Founded in 2012, Snowflake went public in 2020 with a valuation of $33 billion. Since then, it has gained over 7,500 customers and processes over 1 billion queries per day on average.
Snowflake Database
Rather than traditional database hosting services like AWS RDS or Azure SQL, or transactional database systems like Oracle, Snowflake is optimized for large-scale data analytics, data engineering, and data science workloads. Snowflake’s key features include separation of storage/compute, massively parallel processing, semi-structured data support, data cloning, time travel for data, and third-party tools integration.
Snowflake’s Generative AI Strategy
Snowflake’s new CEO, Ramaswamy, told Fortune that AI now pervades “everything that is happening in Snowflake.” Indeed, the company is making significant investments in AI through acquisitions, product launches like Arctic LLM, AI-powered data management tools, and strategic partnerships — all aimed at positioning the Snowflake AI Data Cloud as a platform for enterprise AI solutions.

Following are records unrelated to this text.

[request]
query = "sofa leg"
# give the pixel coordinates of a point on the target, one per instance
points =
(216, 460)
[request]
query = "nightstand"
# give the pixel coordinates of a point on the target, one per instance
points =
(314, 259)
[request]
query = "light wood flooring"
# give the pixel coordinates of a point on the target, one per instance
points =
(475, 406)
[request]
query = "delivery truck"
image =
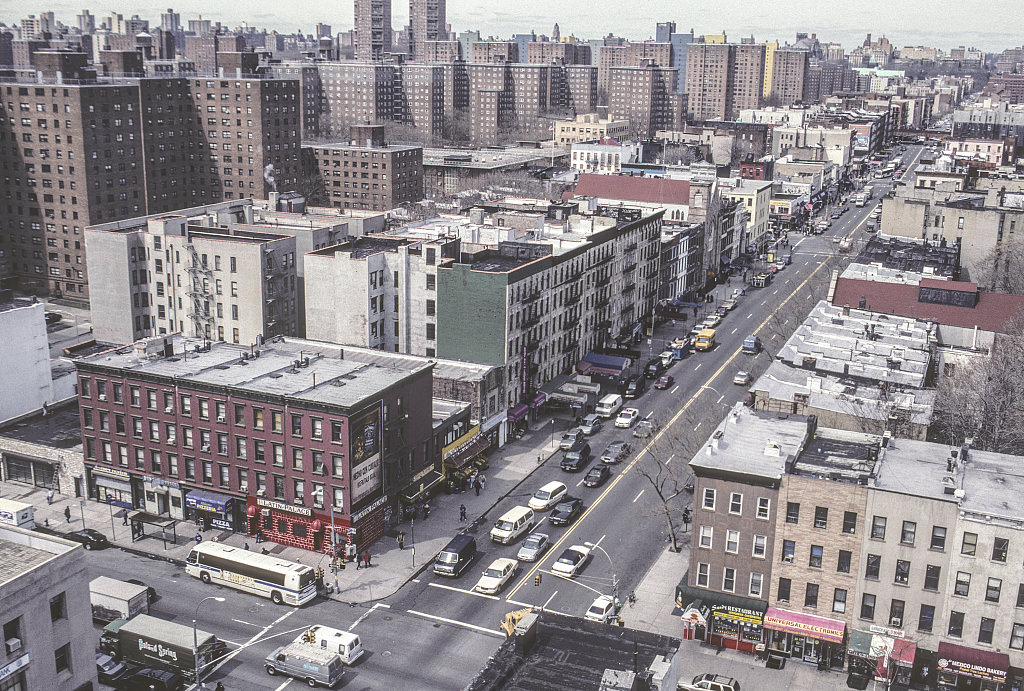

- Snowflake’s Acquisitions: Snowflake acquired Neeva, a search company that uses generative AI to enhance data search. It also acquired Streamlit, a platform for building AI/LLM-powered apps, and Applica, which uses deep learning for information sorting across data types.
- Launch of Snowflake Arctic LLM: Snowflake launched its own enterprise-grade large language model integrated into the Snowflake platform to provide chat capabilities with data.
- Launch of Cortex Analyst and Cortex Search: As enhancements to Snowflake Cortex AI, Cortex Analyst, and Cortex Search allow businesses to query analytical data and build AI-powered agents.
- Partnerships and Integrations: Snowflake is partnering with AI chip makers like Nvidia to accelerate enterprise AI initiatives.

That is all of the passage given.